Based on history embedding and query relation embedding, the agent decides which outgoing edge
to pursue. This is done with a simple 1-hidden-layer feed-forward network with ReLU on the
hidden layer. We take its output and dot-product it with the embedding of every available edge.
Then we softmax the resulting “preference vector” and sample from the resulting categorical
distribution (our policy is therefore stochastic). This gives us our next action.
Authors give the following equations for what we just described (with biases excluded for
brevity). Note that \(\mathbf{A_t}\) is a matrix obtained by stackings embedding for all the outgoing edges in
the current vertex.
\[\mathbf{d_t} = \mathrm{softmax}\left( \mathbf{A_{t}}(\mathbf{W_{2}}\mathrm{ReLU}\left(\mathbf{W_{1}}\left[\mathbf{h_t}; \mathbf{o_t};\mathbf{r_q}\right]\right)\right))\]
\[A_t \sim \mathrm{Categorical}\left(\mathbf{d_t}\right)\]
Why use the dot-product similarity for choosing best edge? Intuitively, it’s the same as using
cosine-similarity, but without normalizing both vectors first. This means that the network can
encode some information about the prior probability of each edge. Why the output of the decision
network is also not normalized is unclear to me and it does have an effect, since softmax is not invariant under scalar
multiplication. Effectively, the network can increase/decrease temperature of the stochastic
sampling by scaling down/up its output.
Training
Training is done using the REINFORCE algorithm with baseline. For each training example (i.e.
training query), results from 20 rounds are averaged to reduce variance. Baseline (i.e. additive
control variate) is computed as exponential moving average of previous rewards. The decay parameter
is 0.95 for most experiments, but ranges from 0.93 to 1 (with the value 1 effectively turning
the baseline off, since it’s initialized to 0). Interestingly, the authors also tried to use a
learned baseline but reported similar performance.
To encourage exploration during training, the loss function contains an entropy regularization
term scaled by a parameter \(\beta\). This is an attempt to prevent the categorical distribution from
collapsing to something like one-hot too early, which would cause some options to not be
sufficiently explored.

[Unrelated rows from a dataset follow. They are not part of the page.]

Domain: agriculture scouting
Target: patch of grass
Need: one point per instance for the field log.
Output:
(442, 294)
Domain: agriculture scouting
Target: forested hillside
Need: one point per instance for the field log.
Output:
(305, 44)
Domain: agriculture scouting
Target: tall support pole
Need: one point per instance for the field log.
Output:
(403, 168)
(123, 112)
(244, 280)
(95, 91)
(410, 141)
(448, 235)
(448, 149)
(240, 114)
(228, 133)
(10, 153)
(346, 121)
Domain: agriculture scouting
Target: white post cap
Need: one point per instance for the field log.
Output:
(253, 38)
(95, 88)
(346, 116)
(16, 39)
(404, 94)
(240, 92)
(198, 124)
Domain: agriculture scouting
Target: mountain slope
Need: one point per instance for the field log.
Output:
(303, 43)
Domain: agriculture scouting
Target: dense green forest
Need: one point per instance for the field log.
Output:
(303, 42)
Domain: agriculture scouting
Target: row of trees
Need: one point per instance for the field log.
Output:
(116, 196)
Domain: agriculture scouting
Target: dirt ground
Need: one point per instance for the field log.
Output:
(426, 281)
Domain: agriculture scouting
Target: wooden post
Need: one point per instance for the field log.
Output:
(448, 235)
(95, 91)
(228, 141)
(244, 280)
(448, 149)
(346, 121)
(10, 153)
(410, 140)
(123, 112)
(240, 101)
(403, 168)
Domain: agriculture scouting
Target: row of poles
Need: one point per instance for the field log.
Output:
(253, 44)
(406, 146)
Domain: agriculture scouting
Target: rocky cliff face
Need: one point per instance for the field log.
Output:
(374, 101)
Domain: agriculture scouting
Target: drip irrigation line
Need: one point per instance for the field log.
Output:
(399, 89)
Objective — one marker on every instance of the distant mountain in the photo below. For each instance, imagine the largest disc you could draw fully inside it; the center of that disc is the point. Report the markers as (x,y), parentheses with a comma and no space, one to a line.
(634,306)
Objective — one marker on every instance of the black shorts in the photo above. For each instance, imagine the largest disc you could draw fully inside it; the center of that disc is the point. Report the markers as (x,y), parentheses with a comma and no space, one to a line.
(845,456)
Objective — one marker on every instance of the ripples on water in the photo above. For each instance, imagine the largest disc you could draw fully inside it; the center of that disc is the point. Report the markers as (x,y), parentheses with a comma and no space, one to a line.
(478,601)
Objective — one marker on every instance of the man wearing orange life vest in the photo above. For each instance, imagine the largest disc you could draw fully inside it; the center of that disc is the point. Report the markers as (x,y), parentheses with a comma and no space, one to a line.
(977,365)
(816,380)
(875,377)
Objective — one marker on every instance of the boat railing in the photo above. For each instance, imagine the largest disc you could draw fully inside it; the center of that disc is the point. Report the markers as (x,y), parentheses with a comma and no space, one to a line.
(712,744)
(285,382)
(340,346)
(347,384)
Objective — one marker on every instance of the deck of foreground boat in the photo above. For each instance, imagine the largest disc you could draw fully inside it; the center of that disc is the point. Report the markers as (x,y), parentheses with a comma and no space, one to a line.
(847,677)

The \(\beta\) parameter decays with the rate of 0.9 every 200 batches,
starting from a value between 0.02 and 0.1 based on the dataset.
Experiments
The authors conduct experiments on 7 datasets with vastly different numbers of entities, types of
relations, numbers of edges and numbers of available queries, as shown in the following table.
Table 1 from the paper: Statistics of various datasets used in experiments.
Let’s focus on experiments regarding the classic knowledge base question answering.
When answering a question using the simulation technique described above, the authors use beam
search with a beam width of 50. At the end of the search, entities are ranked based on the
probability of that path the model took to reach them, i.e. how much the model trusts them to be
the correct answer. Position of an entity in this sorted list is it’s rank. The following metrics
are then used:
- AUC-PR - Area Under the Precision-Recall Curve. The exact details about how it was computed are
not given.
- MRR - Mean Reciprocal Rank is the inverse of rank of the correct answer.
- HITS@1,3,10 - How often does the correct answer have rank 1, rank at most 3 or rank at most 10?
Results are shown in the paper in tables 2, 3, and 4.
Other interesting things
- The WikiMovies dataset contains questions in natural language (although automatically
generated) like “Which is a film written by Herb Freed?”. Authors extract the entity (“Herb
Freed”) using simple string matching and encode the query as an average of embeddings of the
question words.
- The authors also test MINERVA on how it’s able to navigate a synthetic 16-by-16 grid world and
show that it really shines when the reasoning requires many steps (like 10).